I have a lot of standard runtime docker images like python3 with tensorflow 1.7 installed and I want to use these standard images to run some customers code out side of them. The scenario seems quite similar with the serverless. So what is the best way to put the code into runtime dockers?
Right now I am trying to use a persistent volume to mount the code into runtime. But it has a lot of work. Is there some solution easier for this?
UPDATE
What is the workflow for google machine learning engine or floydhub. I think what I want is similar. They have a command line tool to make the local code combine with a standard env.
If this is your case,
You have a docker image with code in it.
Aim: To update the code inside docker image.
Solution:
Run a bash session with the docker image with a directory in your file system mounted as volume.
Place the updated code in the volume directory.

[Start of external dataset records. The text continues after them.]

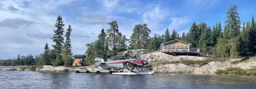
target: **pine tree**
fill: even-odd
[[[222,38],[223,37],[222,29],[222,28],[221,27],[221,24],[220,24],[220,20],[219,21],[219,24],[218,25],[218,30],[219,32],[219,38],[218,39],[219,39],[220,38]]]
[[[195,37],[195,38],[197,38],[194,39],[197,47],[199,46],[199,45],[200,44],[199,42],[200,40],[200,37],[201,34],[202,34],[202,32],[207,28],[207,25],[206,23],[203,22],[201,22],[201,23],[197,25],[197,29],[196,30],[196,34]]]
[[[72,47],[71,45],[71,41],[70,40],[70,36],[72,29],[71,29],[71,26],[70,25],[68,25],[68,28],[67,29],[65,37],[66,37],[66,40],[65,44],[62,48],[62,60],[64,62],[64,64],[66,66],[69,66],[72,65],[74,61],[72,58],[72,56],[73,55],[72,53]]]
[[[233,5],[227,12],[227,20],[225,23],[229,27],[230,39],[234,38],[240,34],[240,22],[239,15],[240,14],[237,12],[237,8],[236,5]]]
[[[165,42],[168,42],[171,40],[171,35],[169,29],[167,28],[164,33],[164,40]]]
[[[199,46],[204,50],[208,49],[209,47],[213,45],[212,39],[211,27],[208,27],[202,31],[202,34],[200,36],[199,42]]]
[[[250,39],[251,42],[252,43],[252,52],[256,52],[256,25],[253,18],[253,15],[251,17],[251,38]]]
[[[217,44],[217,40],[218,39],[219,32],[218,30],[218,24],[216,23],[216,25],[213,25],[213,44],[216,45]]]
[[[116,50],[116,44],[119,38],[118,37],[118,33],[119,33],[119,30],[118,29],[118,26],[117,22],[116,21],[111,20],[111,22],[109,22],[108,24],[110,25],[110,28],[107,30],[107,33],[109,37],[109,41],[110,42],[109,43],[110,44],[109,46],[113,47],[113,50],[114,51],[114,60],[115,60],[116,58],[116,53],[115,51]]]
[[[21,64],[21,63],[20,63],[20,54],[18,55],[18,58],[17,58],[16,60],[17,61],[17,65],[20,65]]]
[[[54,26],[57,28],[56,30],[54,30],[54,34],[53,36],[53,37],[51,38],[53,40],[53,41],[55,43],[54,45],[52,45],[54,49],[54,50],[56,53],[57,57],[56,60],[54,61],[55,64],[57,64],[56,65],[59,65],[59,64],[61,64],[62,63],[61,59],[61,49],[62,46],[62,44],[64,43],[64,38],[62,37],[63,32],[64,32],[64,28],[63,27],[65,26],[63,24],[62,21],[62,18],[61,16],[59,16],[56,20],[56,23]]]
[[[174,29],[172,35],[171,35],[171,40],[178,39],[178,32]]]
[[[141,37],[141,29],[143,26],[141,24],[134,26],[132,31],[133,32],[130,37],[130,49],[141,49],[142,48],[142,42]]]
[[[68,25],[68,28],[67,29],[65,37],[66,37],[66,41],[65,43],[67,44],[68,54],[71,56],[73,55],[72,53],[72,47],[71,45],[71,40],[70,40],[70,36],[72,29],[71,29],[71,26],[70,25]]]
[[[197,32],[198,30],[198,27],[195,22],[194,22],[192,24],[191,26],[190,29],[189,29],[189,32],[187,34],[186,40],[189,43],[191,43],[192,44],[191,46],[189,46],[190,48],[195,48],[197,47],[197,40],[198,39],[198,37],[197,35]]]
[[[181,41],[185,41],[185,38],[186,37],[186,35],[185,35],[185,32],[183,32],[182,33],[182,36],[181,40]]]
[[[123,52],[127,50],[127,45],[126,42],[128,40],[126,38],[126,36],[124,35],[122,37],[122,40],[121,40],[120,44],[116,49],[117,51],[118,52]]]
[[[51,60],[50,60],[50,52],[51,49],[48,46],[48,44],[47,43],[45,44],[44,48],[45,51],[43,52],[43,64],[44,65],[50,65],[51,64]]]
[[[150,36],[149,34],[151,32],[151,30],[147,27],[147,25],[143,24],[142,29],[141,29],[141,42],[142,42],[142,48],[145,49],[146,48],[146,41],[148,40]]]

From the docker bash session replace the real code with updated code from the volume.
Sample Commands
Assume ~/my-dir in your file system has the new code updated-code.py
$ docker run -it --volume ~/my-dir:/workspace --workdir /workspace my-docker-image bash
Now a new bash session will start inside docker container. Assuming you have the code in '/code/code.py' inside docker container, You can simply update the code by
$ cp /workspace/updated-code.py /code/code.py
Or you can create new directory and place the code.
$ cp /workspace/updated-code.py /my-new-dir/code.py
Now the docker container contains updated code. But changes will be reset if you close the container and again run the image. To create a docker image with latest code, save this state of container using docker commit. Open a new tab in the terminal.
$ docker ps
Will list all running docker containers.
Find CONTAINER ID of your docker container and save it.
$ docker commit id-of-your-container new-docker-image-name
Now run the docker image with latest code
$ docker run -it new-docker-image-name
Note: It is recommended to remove the old docker image using docker rmi
command as docker images are heavy.
We're dealing with a similar challenge also. Our approach is to build a static docker image where Tensorflow, Python, etc are built once and maintained.
Each user has a PVC (persistent volume claim) where large files that may change such as datasets and workspaces live.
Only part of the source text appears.